Per capita beer consumption in the US falls as drinkers now prefer wine, cocktails
August 1, 20181.1K views0 comments
U.S. drinkers, particularly young ones, are having relationship problems with the national beverage, beer as for the first time, Americans reaching for a drink more often chose a glass of wine or a cocktail.
According to the Beer Institute, a trade group, drinkers chose beer just 49.7 percent of the time last year, down from 60.8 percent in the mid-90s. Among 21 to 27-year olds, the decline has been sharper.
Anheuser-Busch InBev SA, Budweiser’s owner, found that in 2016, just 43 percent of alcohol consumed by young drinkers was beer. In 2006, it was 65 percent.
Specifically, per-capita beer consumption in the U.S. fell to 73.4 liters last year, from 80.2 in 2010 and 83.2 liters in 2000, according to IWSR, a drinks market research firm. Germany, by comparison, consumed 103 liters a person last year.
John Saputo, who owns beer distributorships in Florida and Ohio, according to Wall Street Journal (WSJ) report, realized the industry had a problem a few years ago when he went out with a team of young radio-ad sales people who wanted him to advertise Budweiser and Bud Light on a local station.
When it came to their own drinks, some of them ordered wine—and “even a liquor drink with a freaking umbrella in it,” he recalls. “These kids, they don’t even drink our product.”
According to the WSJ report, big brewers are facing the same seismic shifts in taste as other large consumer goods and packaged-food giants. Consumers, especially younger ones, are gravitating toward smaller brands marketed as healthier, more natural or made closer to home. Brands such as Kellogg’s cereal, Campbell’s soup and Aunt Jemima pancake mix are all feeling the pinch.
Mass-market beer makers are losing drinkers to an explosion of spirits brands, such as Tito’s vodka, owned by Fifth Generation Inc. Craft beer brewers rode that wave, too, but their volumes haven’t come close to making up for declines in mainstream beer. More recently, craft-beer sales also have slowed.
Miller Lite, Coors Light, Bud and Bud Light have all lost share to upstart labels. “The big things are declining. The smaller things are growing,” AB InBev Chief Executive Carlos Brito told investors in March.
Demographics also are at work. Industry research has shown young white males still prefer beer, but their numbers are declining as a percentage of the population. African-Americans favor spirits, and the percentage of liquor consumers that are Hispanic is rising, the research shows.
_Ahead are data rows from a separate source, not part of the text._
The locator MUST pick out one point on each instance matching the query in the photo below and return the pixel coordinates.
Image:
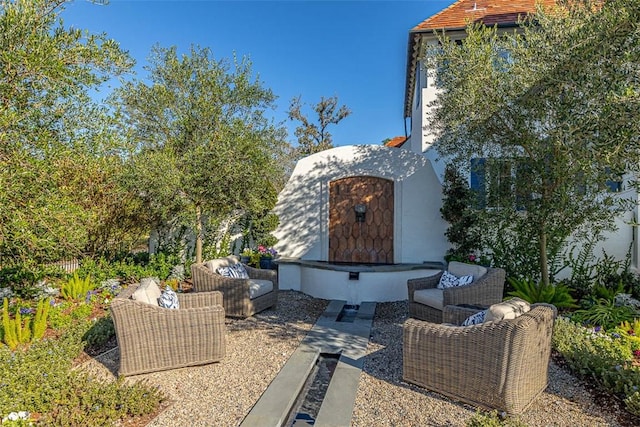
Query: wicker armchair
(495, 365)
(237, 299)
(483, 291)
(152, 338)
Women’s per-capita alcohol consumption has risen, but they prefer wine and cocktails. Millennials drink less than older generations, hitting alcohol volumes more broadly.
The beer industry has tried to make up for declining volume by increasing prices. That has helped make whiskey and wine relatively more affordable. Beer prices rose 42 percent between 2000 and 2017, compared with 11 percent for wine and 19 percent for spirits, according to a Brewers Association analysis of data from the Bureau of Labor Statistics.
As sales slide, a sense of crisis has taken hold of the industry. On Wednesday, Molson Coors Brewing Co. reported a 3.1 percent drop in U.S. second-quarter sales driven by lower volumes of its light beers. Last week, AB InBev—which swallowed SABMiller PLC in 2016 to solidify its title as world’s biggest brewer— also reported U.S. revenue fell 3.1 percent in the second quarter on lower volumes.
On Monday, Dutch brewer Heineken NV reported its U.S. beer volumes declined in the first half, blaming the consumer shift from lager to craft beer and spirits.
“Every consumer today drinks on average one bottle of beer less a week than they did 20 years ago,” Heineken’s U.S. CEO, Ronald den Elzen, told an industry conference last year. “If this is not a wake-up call that we have to do something, I don’t know what is.”
America has long been a nation of beer drinkers. Through the 1600s, the “ordinary,” akin to the local pub, flourished across New England. The Dutch West India Co. built America’s first large brewer in 1632.
Today’s big beer brands trace their ancestry to German-style lagers that made their way to the U.S. in the mid-1800s, along with waves of German immigrants. Adolphus Busch was one of them. He married the daughter of Eberhard Anheuser, another local brewer, and eventually went to work for his father-in-law. In 1876, he rolled out America’s first Budweiser.
Busch was the first U.S. brewer to pasteurize beer to prevent spoilage. He built a network of ice houses near railroad lines, allowing him to distribute his brew widely. Anheuser-Busch, having survived Prohibition by using its refrigerated trucks to sell ice cream, eventually surpassed Schlitz as America’s biggest brewer.